I have been thinking a lot recently about fear. Fear comes in different forms and can keep us from doing things that may be outside of our comfort zone because we don’t know what is on the other side or what could potentially happen if we try something. This past week I let some fears get the best of me in terms of being afraid of people and places and the potential of having bad dreams which led me to very restless nights of little sleep.
However there are other fears that I jumped over and took a leap of faith hoping that the outcome would be better than sitting with the fear. I talked to people at work more and felt more confident with my abilities. When other people came to me with questions, it was hard for me to answer them at first because I was afraid of what they might think. But, I have learned that being confident in myself and what I know is a big thing so I just kept reminding myself that I know what I am doing and talking about and could answer questions with confidence instead of cowering in unrealistic fears.
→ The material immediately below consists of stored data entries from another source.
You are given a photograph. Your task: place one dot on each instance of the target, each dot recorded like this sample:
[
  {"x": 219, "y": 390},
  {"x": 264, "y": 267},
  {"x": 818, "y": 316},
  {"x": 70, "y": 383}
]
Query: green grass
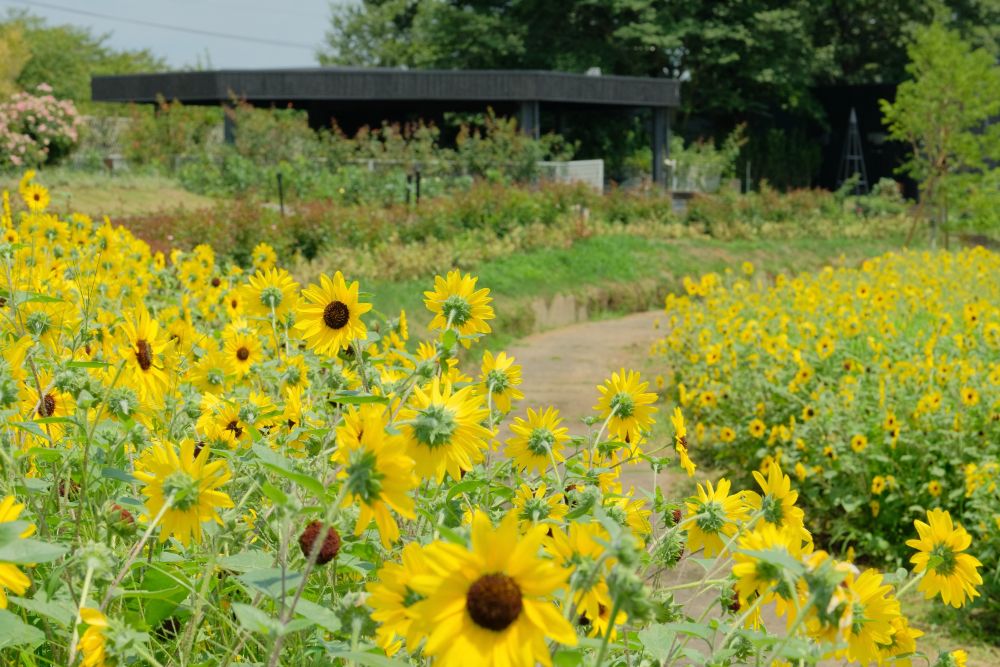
[
  {"x": 114, "y": 195},
  {"x": 630, "y": 273}
]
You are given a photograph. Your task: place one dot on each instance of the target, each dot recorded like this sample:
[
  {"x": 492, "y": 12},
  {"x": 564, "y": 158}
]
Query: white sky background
[{"x": 302, "y": 22}]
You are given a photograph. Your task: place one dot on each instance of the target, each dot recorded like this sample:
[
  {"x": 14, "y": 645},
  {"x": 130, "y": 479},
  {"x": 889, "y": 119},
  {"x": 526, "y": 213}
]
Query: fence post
[{"x": 281, "y": 193}]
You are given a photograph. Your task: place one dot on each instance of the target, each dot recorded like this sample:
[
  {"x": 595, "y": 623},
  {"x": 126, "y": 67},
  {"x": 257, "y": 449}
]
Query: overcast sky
[{"x": 298, "y": 25}]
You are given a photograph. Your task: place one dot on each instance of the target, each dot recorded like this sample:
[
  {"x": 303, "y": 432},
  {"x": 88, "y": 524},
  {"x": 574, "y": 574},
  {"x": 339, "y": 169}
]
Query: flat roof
[{"x": 337, "y": 84}]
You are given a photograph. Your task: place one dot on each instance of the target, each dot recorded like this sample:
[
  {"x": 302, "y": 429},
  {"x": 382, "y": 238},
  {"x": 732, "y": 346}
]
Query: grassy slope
[
  {"x": 642, "y": 270},
  {"x": 98, "y": 195}
]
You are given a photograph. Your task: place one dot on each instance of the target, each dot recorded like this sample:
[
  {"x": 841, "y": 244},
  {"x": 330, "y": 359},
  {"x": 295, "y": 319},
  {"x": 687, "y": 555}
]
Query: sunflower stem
[
  {"x": 332, "y": 512},
  {"x": 607, "y": 633},
  {"x": 136, "y": 550},
  {"x": 87, "y": 579},
  {"x": 910, "y": 584}
]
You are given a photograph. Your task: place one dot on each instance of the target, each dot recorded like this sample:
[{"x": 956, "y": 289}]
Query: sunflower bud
[{"x": 331, "y": 543}]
Since I was little, I have been terrified of heights. One of my cousins has this joke that it took me forever before I could even climb a flight of stairs without being scared. I have done things to try to prove to myself and other people that I am not afraid of heights like going on rollercoasters and Ferris wheels and climbing to the top of very high buildings in order to look over the edge at a beautiful landscape. Last week one of my co workers invited me to go out rock climbing with her and her husband. My first reaction was great, that sounds like fun to go out and do something new! That is part of my adventures in traveling. Then I stopped and realized what I had said/agreed to do. I must say that I am a lot better and more comfortable taking pictures of mountains and big rocks that I am climbing them. So yesterday I went out and climbed a VERY large rock, scaling the side of it hoping my hands and feet would find the next hole and hold me up.
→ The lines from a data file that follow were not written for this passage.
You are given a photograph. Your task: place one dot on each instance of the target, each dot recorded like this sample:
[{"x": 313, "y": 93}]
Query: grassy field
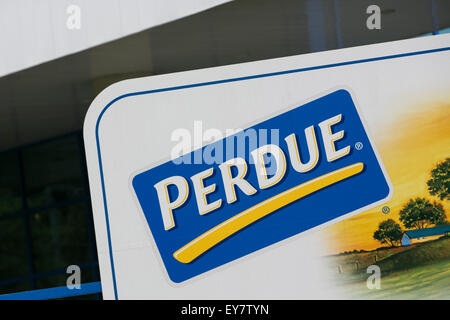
[{"x": 419, "y": 272}]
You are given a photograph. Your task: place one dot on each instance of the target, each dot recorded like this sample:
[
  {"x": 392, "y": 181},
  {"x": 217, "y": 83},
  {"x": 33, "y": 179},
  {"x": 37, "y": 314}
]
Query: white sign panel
[{"x": 210, "y": 184}]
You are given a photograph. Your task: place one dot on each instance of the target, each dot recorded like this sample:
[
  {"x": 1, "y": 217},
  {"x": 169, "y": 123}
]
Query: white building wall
[{"x": 33, "y": 32}]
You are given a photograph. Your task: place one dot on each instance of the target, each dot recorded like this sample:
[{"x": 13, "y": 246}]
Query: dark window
[{"x": 45, "y": 216}]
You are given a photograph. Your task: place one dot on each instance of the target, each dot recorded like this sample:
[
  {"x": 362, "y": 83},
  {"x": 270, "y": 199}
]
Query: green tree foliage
[
  {"x": 439, "y": 184},
  {"x": 420, "y": 213},
  {"x": 389, "y": 232}
]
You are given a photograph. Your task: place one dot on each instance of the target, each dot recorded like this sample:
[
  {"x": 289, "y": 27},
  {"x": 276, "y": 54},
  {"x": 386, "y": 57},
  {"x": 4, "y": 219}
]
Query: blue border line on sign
[
  {"x": 202, "y": 84},
  {"x": 53, "y": 293}
]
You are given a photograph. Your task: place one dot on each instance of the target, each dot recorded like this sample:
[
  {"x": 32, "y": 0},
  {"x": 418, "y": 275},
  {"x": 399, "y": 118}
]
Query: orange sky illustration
[{"x": 410, "y": 146}]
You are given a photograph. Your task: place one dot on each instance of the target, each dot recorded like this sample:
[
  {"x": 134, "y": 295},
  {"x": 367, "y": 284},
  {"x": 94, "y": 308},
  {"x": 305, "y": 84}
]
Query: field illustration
[{"x": 408, "y": 238}]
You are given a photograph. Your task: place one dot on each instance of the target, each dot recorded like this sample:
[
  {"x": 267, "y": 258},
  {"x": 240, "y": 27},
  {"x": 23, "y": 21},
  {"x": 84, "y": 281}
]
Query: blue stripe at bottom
[{"x": 53, "y": 293}]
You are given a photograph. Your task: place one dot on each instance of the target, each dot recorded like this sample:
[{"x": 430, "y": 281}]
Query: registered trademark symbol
[{"x": 359, "y": 145}]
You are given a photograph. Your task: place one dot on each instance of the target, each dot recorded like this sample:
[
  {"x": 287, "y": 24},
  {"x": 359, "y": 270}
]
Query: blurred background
[{"x": 50, "y": 71}]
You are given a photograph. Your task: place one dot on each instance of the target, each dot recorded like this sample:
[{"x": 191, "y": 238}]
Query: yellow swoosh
[{"x": 209, "y": 239}]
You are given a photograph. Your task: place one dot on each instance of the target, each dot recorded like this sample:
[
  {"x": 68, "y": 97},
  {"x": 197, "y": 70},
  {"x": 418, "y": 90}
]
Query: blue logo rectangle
[{"x": 314, "y": 163}]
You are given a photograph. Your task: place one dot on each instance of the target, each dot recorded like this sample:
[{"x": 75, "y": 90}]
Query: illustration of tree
[
  {"x": 389, "y": 232},
  {"x": 420, "y": 213},
  {"x": 439, "y": 184}
]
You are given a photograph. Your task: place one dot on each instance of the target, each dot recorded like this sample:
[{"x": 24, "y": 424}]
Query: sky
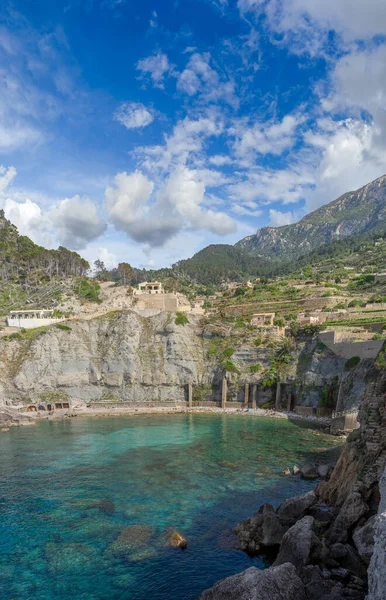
[{"x": 142, "y": 131}]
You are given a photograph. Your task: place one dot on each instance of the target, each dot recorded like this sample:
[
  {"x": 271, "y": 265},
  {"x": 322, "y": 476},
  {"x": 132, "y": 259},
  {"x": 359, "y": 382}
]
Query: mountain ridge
[{"x": 351, "y": 214}]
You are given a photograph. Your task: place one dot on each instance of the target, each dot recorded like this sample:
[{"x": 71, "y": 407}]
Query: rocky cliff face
[
  {"x": 353, "y": 213},
  {"x": 120, "y": 356}
]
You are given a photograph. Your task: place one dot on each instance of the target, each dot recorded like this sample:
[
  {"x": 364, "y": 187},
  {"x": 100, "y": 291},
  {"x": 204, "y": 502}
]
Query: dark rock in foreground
[{"x": 276, "y": 583}]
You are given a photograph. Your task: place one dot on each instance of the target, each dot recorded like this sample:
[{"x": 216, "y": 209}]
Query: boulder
[
  {"x": 300, "y": 545},
  {"x": 176, "y": 540},
  {"x": 351, "y": 511},
  {"x": 275, "y": 583},
  {"x": 364, "y": 540},
  {"x": 295, "y": 508},
  {"x": 317, "y": 585},
  {"x": 309, "y": 472},
  {"x": 132, "y": 543},
  {"x": 262, "y": 529},
  {"x": 323, "y": 471}
]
One of the first things I had to do while going up the big rock was to learn to trust the rope that I was attached to. I had to learn that the rope was strong and that even if I did slip or start to fall, the rope would catch me basically. Have B at the bottom manning the rope also helped because I knew he was strong enough to help keep me steady and he wouldn’t let me fall. My first time trying to go up, I was so scared about what I was doing and how far off the ground I was that I really didn’t make it very far until my arms just couldn’t hold me up any longer. The second time though, I made it more than half way up and was quite a bit faster because I was more confident in myself and my ability to grab places on the rocks and pull myself up but I was also more confident in the rope and other gadgets I was attached to in order to keep me up there and safe.
I am quite proud of myself for overcoming my fear of heights and going out and doing something fun and adventurous! I won’t say that I wasn’t terrified at times, but it was so worth it and I would definitely do it again sometime. So…what fears are you going to stand up to this week?
This is awesome Jess, what a way to face your fear! Lot braver than I would be!!!